Эти уроки «рукоделия» очень пригодились мне в дальнейшей жизни. Когда мы с женой оказались уволенными с работы за мои усилия по защите прав человека в СССР, я стал зарабатывать на жизнь ремонтом квартир и приносил домой больше денег, чем была моя зарплата даже в годы, когда я был заместителем директора академического института. Когда мы оказались в Америке и купили сначала дом в Коламбусе, а потом в пригороде Вашингтона, то многие, даже очень капитальные вещи, вроде переноса стен, укладки паркета или плитки, строительства бетонных стен вокруг бассейна, мы делали своими руками, экономя огромные средства. И я часто вспоминал в связи с этим маму, научившую меня «ремонтам», привившую с детства уверенность в том, что, почитав книжки и узнав хитрости любого мастерства, можно и самому справляться с трудностями.

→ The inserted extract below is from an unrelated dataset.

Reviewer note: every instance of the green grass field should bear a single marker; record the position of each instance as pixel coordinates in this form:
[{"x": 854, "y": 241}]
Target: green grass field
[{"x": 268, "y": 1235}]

И все-таки материально мы жили очень плохо. Мама часто вспоминала, как папа говорил ей при жизни:
– Аничка! Пока я жив, ты обеспечена.
И действительно, пусть бедно, пусть без разносолов и покупок вещей, но мы тянулись как-то на папину зарплату. После его смерти нам с мамой пришлось совсем туго. Дней, когда живот подтягивало от голода, было много. Однако на моих глазах мама никогда не позволяла себе нервных жестов, заламывания рук или причитаний по поводу нашей бедности. Она ни разу в жизни не позволила себе пообсуждать нашу нищету и сумела привить мне важное житейское правило – обходиться тем, что есть в наличии сейчас, в данную минуту, уметь радоваться даже пустяшным приобретениям. О больших всё равно и мечтать не стоило. Только с годами я понял, как это было важно, сколь достойной была эта житейская философия. Ведь жадность и зависть нередко толкали слабых людей на уловки такого рода, которые кончались плохо.
Летние месяцы в доме бабушки и дедушки
Родители мамы – мои бабушка и дедушка – сыграли в жизни моей и моих двоюродных сестер и братьев совершенно уникальную роль. Я уже упоминал несколько раз, что, например, наша семья начиная с какого-то времени (на моей памяти с 1947 г.) жила впроголодь, и я ждал летних каникул, когда мама брала или нас обоих с братом, или меня одного, и мы ехали в Юрьевец. После смерти папы эти поездки стали особенно важными. Большой приусадебный участок позволял выращивать много картошки, свеклы, моркови, капусты, в лесах вокруг было много грибов, на Волге ловили рыбу, бабушка держала в хозяйстве корову и поросят. Поэтому в доме всегда был относительный достаток, еда была простой, но она была всегда. И вот орава полуголодных внучек и внуков наезжала к бабушке и дедушке и поселялась в основном на высоком сеновале, расположенном на верхнем ярусе двухэтажного большого сарая во дворе.